Guna menjaga optimisme sektor industri, ia menyebutkan, perlu upaya antisipasi terhadap kondisi ekonomi global yang sedang lesu. Salah satunya melalui kemitraan antara industri skala besar dengan Industri Kecil dan Menengah (IKM).
“Upaya ini dapat meningkatkan kemandirian rantai pasok di dalam negeri, mendukung Program Substitusi Impor, serta menjaga agar industri masih bisa tumbuh sehat untuk berproduksi,” jelas Menperin. Terkait produk ekspor yang mulai terdampak kondisi ekonomi negara tujuan, dinilai perlu penguatan pasar dalam negeri yang mampu menyerap produk-produk tersebut, termasuk cara pengoptimalan belanja pemerintah melalui Program Peningkatan Produk Dalam Negeri (P3DN).
Dia menambahkan, untuk mengurangi harga input, pemerintah juga perlu berkoordinasi dan mengambil berbagai kebijakan yang mendukung. Selain itu, demi menjaga demand atau permintaan terhadap produk dalam negeri, pemerintah perlu memberikan dukungan dalam bentuk pemberian insentif maupun stimulus, seperti yang pernah dilakukan pada awal pandemi Covid-19.

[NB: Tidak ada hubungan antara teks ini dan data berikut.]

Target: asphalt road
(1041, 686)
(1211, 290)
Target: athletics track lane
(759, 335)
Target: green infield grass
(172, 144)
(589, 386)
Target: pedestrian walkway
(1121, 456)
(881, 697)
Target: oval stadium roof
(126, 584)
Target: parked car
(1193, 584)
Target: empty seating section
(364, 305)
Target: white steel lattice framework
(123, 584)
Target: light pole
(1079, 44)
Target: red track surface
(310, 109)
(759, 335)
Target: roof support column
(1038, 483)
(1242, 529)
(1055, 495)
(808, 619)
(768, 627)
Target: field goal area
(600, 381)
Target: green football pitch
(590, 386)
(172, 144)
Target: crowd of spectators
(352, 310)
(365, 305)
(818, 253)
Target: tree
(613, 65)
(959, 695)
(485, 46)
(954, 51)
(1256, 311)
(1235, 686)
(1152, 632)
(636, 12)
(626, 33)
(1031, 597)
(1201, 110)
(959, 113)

“Hal ini perlu dipelajari dan dikaji agar sektor industri tidak mengalami perlambatan,” tegas Agus. Hanya saja, ia tetap optimistis di tengah bayang-bayang inflasi, industri manufaktur akan tetap menjadi kontributor paling besar dalam menopang kinerja perekonomian nasional.
“Berdasarkan laporan S&P Global, pertumbuhan berkelanjutan di keseluruhan aspek permintaan pada sektor manufaktur Indonesia, mendorong kenaikan produksi manufaktur pada Oktober,” tuturnya. Merujuk data BPS, industri pengolahan mencatatkan nilai ekspor sepanjang Januari sampai September 2022 sebesar 156,17 miliar dolar AS atau naik 22,23 persen dibandingkan periode sama tahun sebelumnya.

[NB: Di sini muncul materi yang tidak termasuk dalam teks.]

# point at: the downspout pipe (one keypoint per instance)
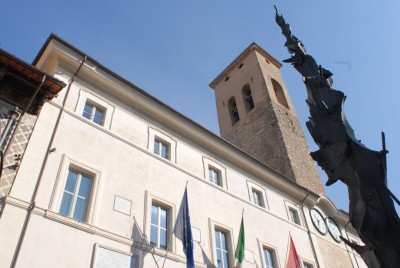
(348, 238)
(35, 190)
(308, 230)
(12, 116)
(23, 113)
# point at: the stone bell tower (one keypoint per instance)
(256, 115)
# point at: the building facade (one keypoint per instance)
(102, 177)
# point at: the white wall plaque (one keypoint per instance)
(122, 205)
(248, 256)
(196, 234)
(106, 258)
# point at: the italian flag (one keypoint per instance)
(239, 254)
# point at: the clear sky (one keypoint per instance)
(173, 49)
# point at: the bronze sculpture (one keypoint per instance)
(344, 158)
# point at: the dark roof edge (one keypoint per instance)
(32, 68)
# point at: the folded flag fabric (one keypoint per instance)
(183, 230)
(293, 259)
(239, 254)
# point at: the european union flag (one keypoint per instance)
(183, 230)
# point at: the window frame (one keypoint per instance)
(233, 110)
(214, 175)
(85, 96)
(251, 186)
(259, 200)
(94, 107)
(75, 195)
(294, 216)
(248, 97)
(308, 263)
(160, 145)
(68, 163)
(213, 227)
(264, 245)
(151, 199)
(209, 163)
(157, 135)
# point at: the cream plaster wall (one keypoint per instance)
(124, 166)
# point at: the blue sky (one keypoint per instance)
(174, 49)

Sektor industri tetap memberikan kontribusi paling besar, dengan sumbangsihnya hingga 71,2 persen terhadap total nilai ekspor nasional yang sebesar 219,35 miliar dolar AS. S&P Global menyampaikan, sentimen secara keseluruhan pada sektor manufaktur di Indonesia bertahan positif dengan tingkat kepercayaan diri bisnis menguat sejak bulan Maret.
Selain itu, industri manufaktur Indonesia secara umum berharap penuh penjualan akan membaik sejalan dengan kondisi ekonomi yang lebih baik. Jingyi Pan sebagai Economics Associate Director S&P Global Market Intelligence mengemukakan, data PMI manufaktur Indonesia pada Oktober menunjukkan konsistensi terhadap kondisi perbaikan sektor manufaktur Indonesia sejak bulan Januari.

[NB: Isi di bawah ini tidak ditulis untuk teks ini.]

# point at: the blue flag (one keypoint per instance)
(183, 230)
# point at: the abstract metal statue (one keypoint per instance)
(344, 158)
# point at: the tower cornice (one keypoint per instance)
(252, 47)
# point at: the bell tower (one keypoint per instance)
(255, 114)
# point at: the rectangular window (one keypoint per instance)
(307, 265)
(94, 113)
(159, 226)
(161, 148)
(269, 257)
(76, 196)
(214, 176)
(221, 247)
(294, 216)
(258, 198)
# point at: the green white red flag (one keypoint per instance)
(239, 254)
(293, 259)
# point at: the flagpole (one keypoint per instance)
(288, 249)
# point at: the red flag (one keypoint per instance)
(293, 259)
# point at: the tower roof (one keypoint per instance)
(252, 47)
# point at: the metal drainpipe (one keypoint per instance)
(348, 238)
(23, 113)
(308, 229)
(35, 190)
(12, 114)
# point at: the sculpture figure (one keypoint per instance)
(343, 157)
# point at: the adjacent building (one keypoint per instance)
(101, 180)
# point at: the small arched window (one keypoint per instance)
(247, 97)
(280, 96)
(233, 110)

“Kondisi permintaan yang lebih baik membantu mendorong kenaikan tajam pada permintaan hamper selama satu tahun,” jelasnya. Di samping itu, perbaikan kondisi permintaan juga mengarah pada kenaikan produksi yang lebih kuat, termasuk ketenagakerjaan dan aktivitas pembelian selama September.
“Berita menggembirakan lain terkait data bulan September adalah tekanan inflasi yang terus berkurang. Inflasi biaya input dan harga jual berkurang masing-masing hingga di posisi terendah dalam 20 bulan dan 15 bulan,” jelas dia.